Ross Sheil, Staff Reporter
LOCAL SUGAR officials will be protesting outside the gates of the British High Commission in Kingston tomorrow against a plan by the European Union (EU) to cut the price of sugar from the Caribbean by 39 per cent.
The EU's announcement is expected on June 22.
According to Professor Trevor Munroe, president of the University and Allied Workers Union (UAWU), the protest will start at noon tomorrow and will include delegates of the three unions representing employees in the sugar industry. The other two unions are the Bustamante Industrial Trade Union and the National Workers Union. The unions staged a similar protest last summer.
A delegation from the demonstrators will meet with British High Commissioner Peter Mathers and head of the European Commission delegation in Jamaica, Gerd Jarchow, Munroe disclosed.
COINCIDES WITH EU SUMMIT
The protest coincides with a meeting of the heads of the local EU member missions at the British High Commission.
Today is also when the EU's annual summit is to be held in Luxembourg, presided over by British Prime Minister Tony Blair.
The current situation follows last year's ruling by the World Trade Organisation (WTO) that EU sugar exports are subsidised beyond levels accepted by the WTO. This sugar includes the 1.6 million tonnes imported annually at high prices from African, Caribbean and Pacific (ACP) producers.
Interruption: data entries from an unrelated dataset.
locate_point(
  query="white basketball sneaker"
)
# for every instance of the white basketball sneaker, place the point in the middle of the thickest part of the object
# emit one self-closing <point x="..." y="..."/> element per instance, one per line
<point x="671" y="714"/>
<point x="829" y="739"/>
As a result, the EU announced it would abandon the 1975 Sugar Protocol signed with ACP countries guaranteeing them price and quantities of exports for an indefinite period.
ACP countries and the Jamaican sugar industry have argued against the cuts and the timing, which they said is too sudden, and threatens the industry's future.
More time is needed they argue, to adapt to modern market conditions and move into refining, ethanol production and energy co-generation.